One characteristic of the AGS and AGA figures is that a team may wind up with a positive score even if they have lost the game (that is, their AGS for that game is higher than their AGA), or a negative score even if they have won the game. For instance, if a team loses 3-2 at Brazil or Spain, it will usually finish with a net positive rating for that game, since most teams will be beaten much more badly than 3-2 on the road against such opponents. Conversely, if it wins 2-1 at home against San Marino, it will generally lose some credit, since most teams should be capable of a much more persuasive victory.

Bear in mind that the aim of SPI is to be predictive. If a team has only defeated San Marino by one goal, they get a win in the standings column nevertheless. But, we have found, goals scored and goals allowed, when adjusted in this fashion, are a much better predictor of future results than wins and losses alone. A team that beats San Marino only 2-1 at home will usually run into a lot of trouble unless it improves its form in future matches. Conversely, a 3-2 loss on the road against Brazil really can be considered a "moral victory" more often than not and bodes well for a team's future competitions.

Once a team's AGS and AGA are calculated for each game, they are combined by means of a weighted average. The average is weighted based on two factors: the combined competitiveness coefficient (as described in Part 1) and a recentness factor.

The recentness factor gives less weight to games that were played further back in time. This is used by establishing a cut-off point at a given point in time and calculating the recentness factor in a linear fashion from there. For example, if the cut-off point is four years, that means a game played exactly four years ago will be given no weight, a game played three years ago will be given one-quarter weight, a game played two years ago will be given one-half weight, a game played one year ago will be given three-quarters weight, and a game played yesterday will be given almost full weight. In addition, a bonus of up to 25 percent is given to games played within the past 100 days to reflect a team's most recent form.

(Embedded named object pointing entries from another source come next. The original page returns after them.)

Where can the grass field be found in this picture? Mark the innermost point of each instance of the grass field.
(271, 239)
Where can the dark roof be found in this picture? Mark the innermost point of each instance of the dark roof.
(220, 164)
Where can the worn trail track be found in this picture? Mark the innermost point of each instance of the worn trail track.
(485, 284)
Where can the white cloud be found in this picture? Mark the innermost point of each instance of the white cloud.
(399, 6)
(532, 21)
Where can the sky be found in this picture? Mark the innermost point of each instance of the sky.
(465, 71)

The cut-off point is dependent, however, on the frequency with which a team plays competitive matches. For teams like Spain that engage in competitive matches relatively frequently, the cut-off factor may be as little as three and a half years (less than the four years used for the FIFA rankings). For teams that play less frequently and for which little reliable data is available -- say, New Zealand -- the cut-off point may be considerably further back in time -- SPI may look as much as eight years back or longer. This is intended to strike a balance between the relative lack of competitive matches in international soccer as compared with other sports, and the fact games further back in time are self-evidently less indicative of a team's current talent level.

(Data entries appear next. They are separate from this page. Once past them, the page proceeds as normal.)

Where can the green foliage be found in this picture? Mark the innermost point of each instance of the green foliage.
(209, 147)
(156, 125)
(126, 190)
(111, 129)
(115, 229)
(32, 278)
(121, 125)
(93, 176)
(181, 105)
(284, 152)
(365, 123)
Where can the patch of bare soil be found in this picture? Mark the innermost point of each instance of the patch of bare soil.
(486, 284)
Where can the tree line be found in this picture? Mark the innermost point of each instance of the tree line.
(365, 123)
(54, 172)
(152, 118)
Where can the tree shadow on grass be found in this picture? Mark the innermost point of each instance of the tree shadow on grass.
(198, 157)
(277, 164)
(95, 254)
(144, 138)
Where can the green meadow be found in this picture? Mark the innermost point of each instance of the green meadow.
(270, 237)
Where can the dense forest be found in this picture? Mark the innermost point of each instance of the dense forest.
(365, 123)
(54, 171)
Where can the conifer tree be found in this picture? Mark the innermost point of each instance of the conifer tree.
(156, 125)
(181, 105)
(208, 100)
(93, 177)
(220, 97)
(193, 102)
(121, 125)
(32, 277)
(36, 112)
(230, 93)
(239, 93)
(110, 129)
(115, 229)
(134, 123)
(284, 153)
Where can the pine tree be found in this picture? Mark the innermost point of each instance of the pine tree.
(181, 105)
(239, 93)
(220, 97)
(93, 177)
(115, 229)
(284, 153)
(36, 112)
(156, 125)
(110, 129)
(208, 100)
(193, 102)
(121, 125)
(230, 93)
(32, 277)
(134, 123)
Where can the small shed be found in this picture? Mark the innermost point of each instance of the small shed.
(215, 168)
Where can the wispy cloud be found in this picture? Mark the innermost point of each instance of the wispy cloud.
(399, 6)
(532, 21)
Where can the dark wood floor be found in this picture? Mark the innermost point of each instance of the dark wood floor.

Once we have calculated this recentness factor, in addition to the competitiveness coefficient, we can "roll up" (take a weighted average) the AGS and AGA figures that a team receives in each match to produce overall OFF and DEF ratings. These ratings can be calculated relative to the current game date, or relative to any other point in time.

There is one significant issue, however, that we have somewhat glossed over. A team's OFF and DEF ratings are based in large part on its adjusted goals scored (AGS) and adjusted goals allowed (AGA) figures for individual games. But AGS and AGA are in turn determined, in part, by referencing the OFF and DEF factors of a team's opponents.

To place this seeming paradox in plain English: Suppose that Mexico beats the United States 2-1 in a qualifying match. How much credit should we give Mexico for that win? It depends on how good the United States is. But how good is the United States? It depends on how good its opponents were. And how good were the United States' opponents? It depends on how good their opponents' opponents were. This "loop" can continue indefinitely. In mathematical terms, the problem is that we are trying to solve for the independent and dependent variables at once.

Fortunately, there is a shortcut -- a process known as iteration. This is the same process used for many of the more popular college football and college basketball rankings. We start with an initial estimate of opponent quality -- for example, how many goals the opponent scored and allowed over all games in the database. Then this estimate is continually refined -- made more and more accurate -- each time we run through another iteration or "loop" and incorporate more information. After about 20 to 30 iterations, this estimate becomes stable down to several decimal places, and we are able to calculate reliable OFF and DEF factors for any given team on any given date.

Note that OFF and DEF have a relatively specific interpretation. OFF reflects the number of goals we'd expect a team to score against an "average" opponent ("average" in this context means a team that ranks in the 50s or 60s worldwide -- a team like Canada or Lithuania), and DEF reflects the number of goals we'd expect them to concede against such an opponent.

---

In addition to calculating match-based ratings for international teams, we must also do so for club teams as a precursor to Step 3. This process operates in an identical fashion to the international team ratings as described above, with a few very minor exceptions. First, a lower home-field advantage constant is used, since the travel distances are shorter in club competition and home field has historically made somewhat less difference (although it still matters greatly relative to other sports). Second, there is no "competitiveness coefficient" -- all games are assumed to be equally important, with the exception that matches in the UEFA Champions' League are given a 50 percent bonus. Third, since club competition, unlike international competition, features clearly demarcated "seasons" that tend to be associated with relatively heavy roster turnover, an additional penalty is applied -- equivalent to an extra months' worth of downtime -- for the gap between each season when the recentness factors are computed.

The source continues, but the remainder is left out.